Un 2018 all’insegna della resilienza. Un avvio di 2019 complesso, che conferma la generalizzata difficoltà congiunturale che vive l’industria della pelle. UNIC – Concerie Italiane, in occasione dell’Assemblea Generale celebrata oggi a Milano, ha presentato i sui dati di bilancio, rivelando come, pur in un contesto caratterizzato da una diffusa negatività, le sue imprese siano riuscite a consolidare il proprio primato internazionale, valorizzando ulteriormente il proprio X-Factor sostenibile.
Il 2018 (opaco)
“Un anno poco brillante”, sintetizza UNIC, che, dopo un avvio promettente, ha perso slancio, subendo l’incertezza della calzatura, il passo lento dell’imbottito, l’altalenante trend della pelletteria e incassando l’ancora positivo trend dell’automotive. Risultato: volume della produzione conciaria giù dello 0,9%, valore in calo del 3,2%, export (diretto verso 122 Paesi) in calo del 4,8%). Una resilienza che ha permesso di non intaccare il numero degli occupati e di confermare gli equilibri distrettuali: il 58% della pelle italiana esce dei bottali veneti, il 28% da quelli toscani, il 7% è prodotto in Campania.
Il primato (rafforzato)
L’orizzonte è opaco non solo per la concia italiana. È “tutta la pelle”, nel mondo, che vive una generalizzata debolezza congiunturale.

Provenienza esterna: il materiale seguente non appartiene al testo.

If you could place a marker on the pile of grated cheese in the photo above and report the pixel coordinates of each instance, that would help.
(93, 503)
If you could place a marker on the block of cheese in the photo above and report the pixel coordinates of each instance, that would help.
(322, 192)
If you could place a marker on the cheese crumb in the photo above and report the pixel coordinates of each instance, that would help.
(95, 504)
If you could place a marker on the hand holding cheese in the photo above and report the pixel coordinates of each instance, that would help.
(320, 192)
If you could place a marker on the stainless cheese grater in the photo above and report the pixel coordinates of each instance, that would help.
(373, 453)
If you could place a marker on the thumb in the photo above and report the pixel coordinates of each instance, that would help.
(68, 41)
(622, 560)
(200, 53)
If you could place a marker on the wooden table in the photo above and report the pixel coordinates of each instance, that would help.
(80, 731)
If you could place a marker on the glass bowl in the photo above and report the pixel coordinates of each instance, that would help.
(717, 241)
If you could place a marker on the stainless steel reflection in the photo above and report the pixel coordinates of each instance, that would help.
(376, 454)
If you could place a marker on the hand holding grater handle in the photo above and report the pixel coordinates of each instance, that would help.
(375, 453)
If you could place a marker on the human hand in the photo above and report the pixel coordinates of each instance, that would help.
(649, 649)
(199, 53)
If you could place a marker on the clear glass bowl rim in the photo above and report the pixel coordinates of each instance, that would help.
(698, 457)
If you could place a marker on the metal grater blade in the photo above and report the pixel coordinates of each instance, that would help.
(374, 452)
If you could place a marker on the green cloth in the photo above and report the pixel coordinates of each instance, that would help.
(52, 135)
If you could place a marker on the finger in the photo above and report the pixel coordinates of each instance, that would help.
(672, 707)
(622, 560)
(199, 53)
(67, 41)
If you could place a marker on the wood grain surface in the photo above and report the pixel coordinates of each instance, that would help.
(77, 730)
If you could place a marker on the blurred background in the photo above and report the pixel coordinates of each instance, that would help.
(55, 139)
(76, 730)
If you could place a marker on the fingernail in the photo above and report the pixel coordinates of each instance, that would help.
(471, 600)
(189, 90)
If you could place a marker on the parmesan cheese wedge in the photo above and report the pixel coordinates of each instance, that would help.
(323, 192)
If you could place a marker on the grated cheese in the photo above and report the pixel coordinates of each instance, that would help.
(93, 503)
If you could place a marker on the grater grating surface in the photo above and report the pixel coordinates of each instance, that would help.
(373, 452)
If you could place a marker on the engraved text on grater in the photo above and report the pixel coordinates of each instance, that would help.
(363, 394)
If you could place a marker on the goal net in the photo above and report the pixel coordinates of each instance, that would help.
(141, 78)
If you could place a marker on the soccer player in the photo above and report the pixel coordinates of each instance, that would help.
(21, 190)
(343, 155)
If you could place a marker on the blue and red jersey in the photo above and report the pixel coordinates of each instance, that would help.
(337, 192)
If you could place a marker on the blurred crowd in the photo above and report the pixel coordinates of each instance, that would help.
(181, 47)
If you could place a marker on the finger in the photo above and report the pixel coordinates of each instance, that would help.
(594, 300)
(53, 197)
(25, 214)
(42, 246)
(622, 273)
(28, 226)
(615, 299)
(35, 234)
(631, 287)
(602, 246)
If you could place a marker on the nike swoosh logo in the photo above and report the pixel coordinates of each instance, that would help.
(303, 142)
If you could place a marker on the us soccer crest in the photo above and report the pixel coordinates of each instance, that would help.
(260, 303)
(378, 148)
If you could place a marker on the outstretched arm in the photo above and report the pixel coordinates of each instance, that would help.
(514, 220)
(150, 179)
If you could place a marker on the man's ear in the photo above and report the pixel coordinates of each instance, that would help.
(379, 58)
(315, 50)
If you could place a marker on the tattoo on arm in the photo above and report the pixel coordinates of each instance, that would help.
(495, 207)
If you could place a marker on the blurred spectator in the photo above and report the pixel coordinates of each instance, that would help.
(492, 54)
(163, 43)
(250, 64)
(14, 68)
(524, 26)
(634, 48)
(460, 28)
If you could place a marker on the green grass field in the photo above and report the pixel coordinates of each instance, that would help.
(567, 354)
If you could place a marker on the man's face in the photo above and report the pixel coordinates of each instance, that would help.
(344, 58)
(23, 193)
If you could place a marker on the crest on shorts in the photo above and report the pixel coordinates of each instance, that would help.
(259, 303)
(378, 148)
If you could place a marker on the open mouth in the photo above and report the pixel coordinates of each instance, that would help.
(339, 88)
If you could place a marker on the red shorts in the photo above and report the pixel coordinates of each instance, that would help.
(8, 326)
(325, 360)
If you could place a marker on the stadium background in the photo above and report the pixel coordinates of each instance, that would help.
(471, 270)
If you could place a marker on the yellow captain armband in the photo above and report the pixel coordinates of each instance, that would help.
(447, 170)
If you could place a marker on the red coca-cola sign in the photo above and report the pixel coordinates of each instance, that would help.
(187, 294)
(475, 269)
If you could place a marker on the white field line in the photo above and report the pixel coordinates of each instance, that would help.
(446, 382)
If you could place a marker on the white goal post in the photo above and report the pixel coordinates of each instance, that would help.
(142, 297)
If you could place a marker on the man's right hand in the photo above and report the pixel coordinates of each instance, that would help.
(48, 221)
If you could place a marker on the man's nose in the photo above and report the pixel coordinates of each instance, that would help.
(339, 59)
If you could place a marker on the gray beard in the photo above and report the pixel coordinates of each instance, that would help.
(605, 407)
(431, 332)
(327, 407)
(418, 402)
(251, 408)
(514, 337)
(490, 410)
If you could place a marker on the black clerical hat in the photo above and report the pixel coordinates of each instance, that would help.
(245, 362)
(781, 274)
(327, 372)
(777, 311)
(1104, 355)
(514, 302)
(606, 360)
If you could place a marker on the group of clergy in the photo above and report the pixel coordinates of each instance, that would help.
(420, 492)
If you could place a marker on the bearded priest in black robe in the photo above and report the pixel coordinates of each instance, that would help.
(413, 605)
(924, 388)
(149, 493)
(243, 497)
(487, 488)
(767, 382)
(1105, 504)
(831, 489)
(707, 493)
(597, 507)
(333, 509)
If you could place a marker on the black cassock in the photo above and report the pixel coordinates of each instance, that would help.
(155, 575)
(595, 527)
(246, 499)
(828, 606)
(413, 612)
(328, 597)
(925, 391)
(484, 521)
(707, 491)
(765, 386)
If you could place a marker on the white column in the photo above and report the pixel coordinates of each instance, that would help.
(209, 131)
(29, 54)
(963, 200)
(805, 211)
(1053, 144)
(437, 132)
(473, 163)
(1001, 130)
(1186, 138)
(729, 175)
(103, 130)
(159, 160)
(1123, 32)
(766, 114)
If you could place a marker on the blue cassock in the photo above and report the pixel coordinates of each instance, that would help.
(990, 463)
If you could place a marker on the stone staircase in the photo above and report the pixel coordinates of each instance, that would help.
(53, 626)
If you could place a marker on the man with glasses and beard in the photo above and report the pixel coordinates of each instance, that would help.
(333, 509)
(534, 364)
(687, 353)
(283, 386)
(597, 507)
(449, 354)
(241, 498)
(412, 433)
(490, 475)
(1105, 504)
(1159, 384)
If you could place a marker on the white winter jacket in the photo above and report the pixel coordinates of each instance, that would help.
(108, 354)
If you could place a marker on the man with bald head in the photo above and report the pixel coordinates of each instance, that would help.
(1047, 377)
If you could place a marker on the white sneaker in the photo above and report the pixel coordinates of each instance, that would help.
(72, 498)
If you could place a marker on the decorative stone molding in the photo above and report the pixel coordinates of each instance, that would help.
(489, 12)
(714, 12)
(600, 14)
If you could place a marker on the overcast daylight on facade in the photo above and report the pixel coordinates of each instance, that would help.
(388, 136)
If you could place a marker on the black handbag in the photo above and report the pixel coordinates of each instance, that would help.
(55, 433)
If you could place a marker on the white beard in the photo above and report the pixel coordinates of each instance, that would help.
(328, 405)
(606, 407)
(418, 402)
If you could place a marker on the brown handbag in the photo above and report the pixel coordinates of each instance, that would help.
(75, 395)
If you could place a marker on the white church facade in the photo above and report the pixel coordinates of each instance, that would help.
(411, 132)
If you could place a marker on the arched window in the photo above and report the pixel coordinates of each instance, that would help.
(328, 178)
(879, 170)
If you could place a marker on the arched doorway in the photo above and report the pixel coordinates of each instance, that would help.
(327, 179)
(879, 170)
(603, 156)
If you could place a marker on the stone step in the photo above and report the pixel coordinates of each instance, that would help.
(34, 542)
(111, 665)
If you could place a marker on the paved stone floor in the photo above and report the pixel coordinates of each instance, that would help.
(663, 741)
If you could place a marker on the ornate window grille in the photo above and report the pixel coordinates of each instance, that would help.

Il che, per quella italiana, si è trasformato, nel 2018, nell’occasione per dare maggiore peso internazionale alla propria eccellenza. I numeri parlano chiaro, come segnala UNIC: “I nostri primati internazionali si sono mantenuti (65% del valore della produzione UE), se non sono, addirittura, aumentati: 22% del valore della produzione mondiale, eravamo al 17% dieci anni fa; 28% di quota sull’export globale di finito: era il 24% tre anni fa. Quando il gioco si fa duro, la qualità (a 360 gradi) paga.
L’X-Factor (green)
Dici “pelle italiana” e immediatamente pensi: “sostenibilità”. Il mattone su cui l’industria nazionale della pelle consolida la propria leadership è proprio questo, quello green, che nasce dalla sua dimensione circolare identitaria e arriva al costante upgrading delle performance sostenibili di settore. UNIC ne offre l’ennesimo aggiornamento, segnalando che “negli ultimi dieci anni, la conceria italiana ha usato meno risorse (-16% di consumi idrici, -8% di energia, -17% di prodotti chimici, -26% di rifiuti prodotti, -38% di emissioni) e ha portato i livelli di abbattimento al 97% per il COD e al 99,5% per il cromo 3. Risultati che non hanno eguali a livello internazionale. Sul piano sociale, il numero di infortuni si è più che dimezzato negli ultimi 15 anni, con un calo di frequenza del 43%”.
Il 2019 (preoccupante)
L’avvio del 2019 non promette inversioni di tendenza, anzi: minaccia di far peggiorare sensibilmente produzione, export e business. Nei primi mesi dell’anno la pelle italiana ha osservato “un calo produttivo del 5% circa e del 7% in fatturato, con ribassi importanti anche sul fronte dell’export, pari al -8%”. A pesare è lo stallo dell’automotive (settore che, invece, nel 2018 aveva regalato solide soddisfazioni) e una pelletteria più rallentata. Prospettive? Poche, forse nessuna. Il 2019 sarà un altro anno di resilienza obbligata.